The first question to be asked is a simple one: Why do people declare bankruptcy? Most of us have images of profligate spenders who run up huge bills that they cannot possibly pay, then file for bankruptcy and hide behind the law instead of paying their debts. While there are undoubtedly people like that out there, the fact is that they are in the minority – most of the bankruptcies are due to medical bills, divorce or job loss.

Some Bankruptcy facts

  • Fewer than four percent of filings are by people who could actually pay their debts.
  • Many debtors put off declaring bankruptcy until they have lost their telephone service (40 percent), gone without necessary medicine (43 percent), or been too poor to buy food (19 percent) at least once.
  • Married couples with children and single mothers are respectively two and three times more likely to go bankrupt, respectively, than their childless counterparts.
  • Divorced mothers face an additional risk, because they often lose health coverage linked to their ex-husbands' jobs.
  • Three out of five can't afford to visit a doctor or dentist when they needed to, at least once during the two years before filing for bankruptcy.
  • Almost 40 percent of patients with terminal illnesses report having to cope with financial problems as they prepare to die.
  • Over half of bankruptcies are a result of medical emergency.
  • About half of all debtors file bankruptcy because of medical bills, even though three-quarters have health insurance during all or part of their illness (PDF).

Here's an examination of the bill (albeit in a democratic blog), along with the amendments that were shot down with extreme prejudice by every Republican senator and many Democrats."Let me tell my colleagues about Mary Bobbit.
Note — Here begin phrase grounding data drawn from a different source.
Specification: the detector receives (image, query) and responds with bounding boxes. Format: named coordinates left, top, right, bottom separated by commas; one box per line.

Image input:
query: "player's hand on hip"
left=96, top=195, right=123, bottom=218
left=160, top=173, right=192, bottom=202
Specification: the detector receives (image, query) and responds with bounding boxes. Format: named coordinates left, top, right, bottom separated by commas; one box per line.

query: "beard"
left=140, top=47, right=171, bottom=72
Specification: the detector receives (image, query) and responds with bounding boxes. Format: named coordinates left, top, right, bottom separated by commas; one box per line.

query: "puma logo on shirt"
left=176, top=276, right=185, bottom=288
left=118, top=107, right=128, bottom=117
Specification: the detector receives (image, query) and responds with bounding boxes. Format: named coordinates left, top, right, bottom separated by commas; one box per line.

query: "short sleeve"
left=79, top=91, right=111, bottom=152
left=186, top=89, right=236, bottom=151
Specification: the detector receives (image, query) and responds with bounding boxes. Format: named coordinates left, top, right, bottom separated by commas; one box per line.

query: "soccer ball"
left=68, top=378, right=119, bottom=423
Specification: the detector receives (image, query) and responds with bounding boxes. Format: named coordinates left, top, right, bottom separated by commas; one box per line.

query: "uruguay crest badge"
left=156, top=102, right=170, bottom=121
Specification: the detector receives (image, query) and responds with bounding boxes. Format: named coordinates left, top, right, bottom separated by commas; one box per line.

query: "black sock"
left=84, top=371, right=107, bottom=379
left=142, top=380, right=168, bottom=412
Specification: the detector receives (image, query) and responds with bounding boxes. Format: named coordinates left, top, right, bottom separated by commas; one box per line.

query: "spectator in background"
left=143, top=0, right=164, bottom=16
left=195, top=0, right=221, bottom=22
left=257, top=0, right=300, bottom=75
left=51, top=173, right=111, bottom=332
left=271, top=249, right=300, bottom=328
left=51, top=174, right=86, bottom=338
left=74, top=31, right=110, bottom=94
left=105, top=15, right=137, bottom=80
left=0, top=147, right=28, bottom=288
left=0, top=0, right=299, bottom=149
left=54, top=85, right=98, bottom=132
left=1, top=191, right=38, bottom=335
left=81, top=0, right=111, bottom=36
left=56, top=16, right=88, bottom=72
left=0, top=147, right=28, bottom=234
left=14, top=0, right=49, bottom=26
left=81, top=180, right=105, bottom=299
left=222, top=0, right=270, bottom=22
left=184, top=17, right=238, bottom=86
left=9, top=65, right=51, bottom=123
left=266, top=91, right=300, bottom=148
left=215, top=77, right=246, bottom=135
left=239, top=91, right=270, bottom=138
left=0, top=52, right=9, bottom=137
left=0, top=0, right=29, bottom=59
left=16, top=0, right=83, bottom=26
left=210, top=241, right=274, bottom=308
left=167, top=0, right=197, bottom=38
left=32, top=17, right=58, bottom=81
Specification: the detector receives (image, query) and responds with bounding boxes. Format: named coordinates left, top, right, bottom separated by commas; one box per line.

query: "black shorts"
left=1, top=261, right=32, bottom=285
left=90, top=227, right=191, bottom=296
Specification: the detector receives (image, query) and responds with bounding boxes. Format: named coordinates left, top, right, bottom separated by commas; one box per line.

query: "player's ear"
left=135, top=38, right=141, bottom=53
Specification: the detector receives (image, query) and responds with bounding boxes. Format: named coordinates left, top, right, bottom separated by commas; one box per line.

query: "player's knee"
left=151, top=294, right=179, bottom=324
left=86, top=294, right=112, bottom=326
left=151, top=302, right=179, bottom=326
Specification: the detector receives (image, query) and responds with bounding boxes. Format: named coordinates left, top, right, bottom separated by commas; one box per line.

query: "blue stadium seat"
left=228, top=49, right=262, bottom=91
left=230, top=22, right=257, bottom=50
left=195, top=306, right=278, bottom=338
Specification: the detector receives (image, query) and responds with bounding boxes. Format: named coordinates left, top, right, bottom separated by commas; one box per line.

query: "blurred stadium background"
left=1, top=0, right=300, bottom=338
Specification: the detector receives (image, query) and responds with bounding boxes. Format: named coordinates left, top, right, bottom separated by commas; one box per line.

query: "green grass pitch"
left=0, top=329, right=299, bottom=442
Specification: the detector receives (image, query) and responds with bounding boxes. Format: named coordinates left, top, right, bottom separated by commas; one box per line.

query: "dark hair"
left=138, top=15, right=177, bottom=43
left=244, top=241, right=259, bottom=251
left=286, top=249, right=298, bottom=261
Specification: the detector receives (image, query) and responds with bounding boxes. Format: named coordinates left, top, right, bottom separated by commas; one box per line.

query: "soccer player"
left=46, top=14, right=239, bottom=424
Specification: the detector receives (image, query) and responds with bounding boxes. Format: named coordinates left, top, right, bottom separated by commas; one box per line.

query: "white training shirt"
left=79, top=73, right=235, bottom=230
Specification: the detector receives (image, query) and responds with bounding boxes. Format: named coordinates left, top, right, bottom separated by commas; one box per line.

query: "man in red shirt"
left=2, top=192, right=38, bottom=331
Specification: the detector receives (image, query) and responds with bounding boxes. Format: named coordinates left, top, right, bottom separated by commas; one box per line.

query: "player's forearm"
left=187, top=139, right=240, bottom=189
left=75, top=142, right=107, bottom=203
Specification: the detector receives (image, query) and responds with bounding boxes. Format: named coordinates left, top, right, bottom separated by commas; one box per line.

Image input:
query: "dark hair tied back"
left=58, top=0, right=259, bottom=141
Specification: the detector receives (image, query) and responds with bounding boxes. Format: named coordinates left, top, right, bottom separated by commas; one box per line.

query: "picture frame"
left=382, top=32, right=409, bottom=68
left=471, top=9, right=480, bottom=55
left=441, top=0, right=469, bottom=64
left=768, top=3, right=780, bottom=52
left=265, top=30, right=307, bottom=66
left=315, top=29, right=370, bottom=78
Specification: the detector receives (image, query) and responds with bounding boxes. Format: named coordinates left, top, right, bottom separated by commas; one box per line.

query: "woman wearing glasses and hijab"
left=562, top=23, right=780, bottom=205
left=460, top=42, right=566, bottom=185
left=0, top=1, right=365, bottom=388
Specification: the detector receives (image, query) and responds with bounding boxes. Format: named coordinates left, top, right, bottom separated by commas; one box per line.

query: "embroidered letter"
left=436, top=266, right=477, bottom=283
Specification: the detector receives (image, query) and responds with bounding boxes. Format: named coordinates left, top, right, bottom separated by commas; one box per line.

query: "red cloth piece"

Mary Bobbit is a 70-year-old widow who lives in North Carolina, where the homestead exemption is only $10,000. According to a local news story, she recently lost her husband to cancer, a battle that left her with more than $175,000 in unpaid medical bills. Her only remaining asset is the home that her family built themselves 26 years ago, a home that she paid off just last year. And now she is faced with a horrible dilemma, because if she files for bankruptcy in North Carolina, she will lose the home that she and her husband worked so hard to build and pay for". That's what Senator Feingold said in defense of one of the proposed amendments… before it was tossed out.

"This is the same bill that has been considered each session for the past eight years. It was written by the credit industry and supported by huge donations to politicians. While it preaches "individual responsibility" and "reform", it is really designed to severely limit bankruptcy relief to consumers and to chase competent bankruptcy attorneys from the field." Says a Bankruptcy law firm.

Years ago, Bill Clinton Vetoed the bill as "unfair to consumers"

Under the new bill…

  • People who earn more than their state's average income might not be allowed to file for Chapter 7, regardless of their actual expenses. This will hurt those who dwell in cities, where salaries and expenses are far higher than state averages.
  • Judges would no longer be able to take individual circumstances into account, as they do now.
  • Wealthy debtors retain major loopholes under the new bill, such as the right to keep valuable homes and retain assets in special trusts.

Backers in Congress and the financial services industry argue that bankruptcy frequently is "the last refuge of gamblers, impulsive shoppers, divorced or separated fathers avoiding child support, and multimillionaires – often celebrities – who buy mansions in states with liberal homestead exemptions to shelter assets from creditors."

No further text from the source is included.